Director: Jim Mickle
Starring: Bill Sage, Ambyr Childers, Julia Garner, Kelly McGillis, and Odeya Rush
Note: I have not seen the 2010 Mexican film of which this film is a remake of. I am judging this film completely on its own.
Last weeks Netflix pick of the week was the 2013 American adaptation of Mexican horror film We Are What We Are. This week I finally decided to sit down with a cup of tea and write down what I thought about the film. Since I have yet to see the original there will be no comparison. I am judging this film on its own.
WARNING: There may be a few spoilers. If you want to be 100% surprised don’t go past this point.
We Are What We Are is not your typical horror film. As a matter of fact I don’t see it as horror at all. I look at this film as more of a study on family and the way individual members cope with the death in the family
What happens when the matriarch of a family living in mere seclusion dies? Her oldest daughter must take on the greatest responsibility she must prepare the family meals. Now for your everyday family that wouldn’t seem like such a problem but this isn’t your normal family. We Are What We Are explores one of the last taboos in modern film culture by giving us a family whose tradition is cannibalism. The oldest daughter played by Ambry Childers must take on the most difficult job in the family. She must kill and cook the victims. Through out the film we are taken through three kids journeys. Specifically to the two teenage daughters. We watch as there father deteriorates and how they begin to question their way of life. Through out the film the middle child and youngest daughter reads through a book like some read through a bible. It is used as some type of guide for the girls while serving as a back story to answer any question as to why this is a old family tradition in the first place.

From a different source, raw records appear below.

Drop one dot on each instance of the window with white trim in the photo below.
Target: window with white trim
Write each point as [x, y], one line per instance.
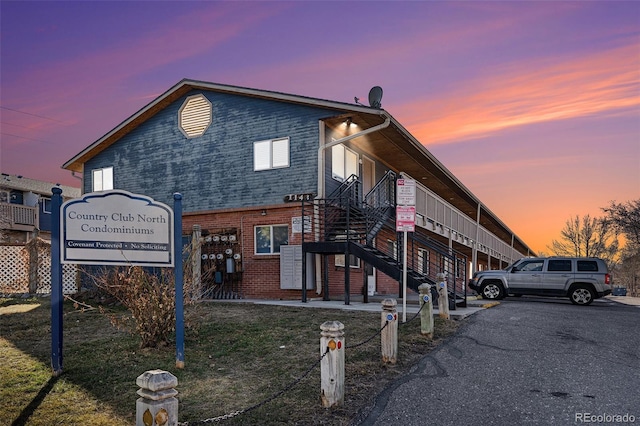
[271, 154]
[344, 162]
[269, 238]
[102, 179]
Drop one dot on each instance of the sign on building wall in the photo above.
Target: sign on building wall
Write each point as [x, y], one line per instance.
[405, 218]
[297, 225]
[117, 228]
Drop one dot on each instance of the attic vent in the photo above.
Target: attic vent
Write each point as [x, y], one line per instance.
[195, 116]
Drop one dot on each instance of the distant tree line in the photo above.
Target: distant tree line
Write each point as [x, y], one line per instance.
[588, 236]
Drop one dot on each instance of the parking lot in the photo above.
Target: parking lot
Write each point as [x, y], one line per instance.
[529, 360]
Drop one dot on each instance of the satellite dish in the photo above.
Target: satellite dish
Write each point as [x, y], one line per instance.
[375, 97]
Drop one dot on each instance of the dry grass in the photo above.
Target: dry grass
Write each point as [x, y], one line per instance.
[237, 355]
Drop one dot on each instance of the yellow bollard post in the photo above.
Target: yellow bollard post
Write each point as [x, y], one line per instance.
[332, 364]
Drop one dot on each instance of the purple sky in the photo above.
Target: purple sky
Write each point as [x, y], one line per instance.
[534, 106]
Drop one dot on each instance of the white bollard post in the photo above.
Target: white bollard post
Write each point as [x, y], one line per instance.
[389, 334]
[443, 299]
[157, 405]
[426, 312]
[332, 364]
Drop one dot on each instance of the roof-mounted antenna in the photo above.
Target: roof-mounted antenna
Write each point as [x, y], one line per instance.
[375, 97]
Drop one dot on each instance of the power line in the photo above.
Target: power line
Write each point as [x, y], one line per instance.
[33, 115]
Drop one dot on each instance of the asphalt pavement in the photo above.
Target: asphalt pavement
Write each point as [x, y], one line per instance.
[527, 361]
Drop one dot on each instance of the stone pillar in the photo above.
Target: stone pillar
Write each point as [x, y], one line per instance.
[426, 310]
[332, 364]
[389, 334]
[157, 405]
[443, 296]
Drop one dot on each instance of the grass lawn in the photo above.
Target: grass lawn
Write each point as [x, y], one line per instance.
[236, 355]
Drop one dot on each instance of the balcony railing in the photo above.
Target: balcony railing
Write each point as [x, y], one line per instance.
[18, 217]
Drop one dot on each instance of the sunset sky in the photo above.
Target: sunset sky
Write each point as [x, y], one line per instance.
[534, 106]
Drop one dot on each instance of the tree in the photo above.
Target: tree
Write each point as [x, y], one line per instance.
[587, 237]
[625, 218]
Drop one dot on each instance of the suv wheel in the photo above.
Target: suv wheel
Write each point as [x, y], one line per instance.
[581, 295]
[492, 291]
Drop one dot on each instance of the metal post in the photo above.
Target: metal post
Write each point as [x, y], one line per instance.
[443, 296]
[404, 278]
[426, 312]
[304, 259]
[177, 242]
[56, 284]
[389, 334]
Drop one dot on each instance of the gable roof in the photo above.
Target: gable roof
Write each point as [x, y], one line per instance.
[393, 145]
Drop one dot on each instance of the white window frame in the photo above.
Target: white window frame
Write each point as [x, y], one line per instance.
[354, 261]
[271, 247]
[102, 179]
[341, 167]
[271, 154]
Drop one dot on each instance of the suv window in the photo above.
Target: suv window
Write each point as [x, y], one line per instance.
[561, 265]
[530, 266]
[587, 266]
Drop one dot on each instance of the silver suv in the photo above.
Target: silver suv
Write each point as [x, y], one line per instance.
[581, 279]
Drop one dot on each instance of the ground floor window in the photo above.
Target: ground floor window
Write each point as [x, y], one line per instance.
[269, 238]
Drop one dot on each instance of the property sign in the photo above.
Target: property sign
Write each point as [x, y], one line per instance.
[405, 218]
[117, 228]
[406, 192]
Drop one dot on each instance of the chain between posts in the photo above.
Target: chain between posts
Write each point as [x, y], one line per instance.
[369, 339]
[261, 403]
[295, 382]
[415, 316]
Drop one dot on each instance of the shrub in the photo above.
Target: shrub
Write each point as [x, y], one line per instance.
[149, 297]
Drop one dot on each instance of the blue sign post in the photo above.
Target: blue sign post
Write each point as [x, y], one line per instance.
[56, 284]
[177, 240]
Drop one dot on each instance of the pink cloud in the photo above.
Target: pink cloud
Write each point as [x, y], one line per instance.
[604, 83]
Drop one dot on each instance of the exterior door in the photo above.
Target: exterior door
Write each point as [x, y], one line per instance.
[368, 174]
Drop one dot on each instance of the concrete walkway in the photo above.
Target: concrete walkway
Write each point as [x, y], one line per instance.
[374, 305]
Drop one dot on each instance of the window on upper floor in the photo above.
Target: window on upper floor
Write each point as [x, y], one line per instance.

We Are What We Are is a slow burn family drama. It also acts as a coming of age tale of two teenage girls that begin to question their family’s tradition. I was drawn to the film through the trailer. It has a dark and all consuming atmosphere that pulls you in. A modern day story set in a small mountain town We Are What We Are will leave you with questions and that is how it should be. I am sure you will still find yourself with questions. If you enjoy slow burn horror films with a thought provoking story line this is a film for you. Check it out on Netflix.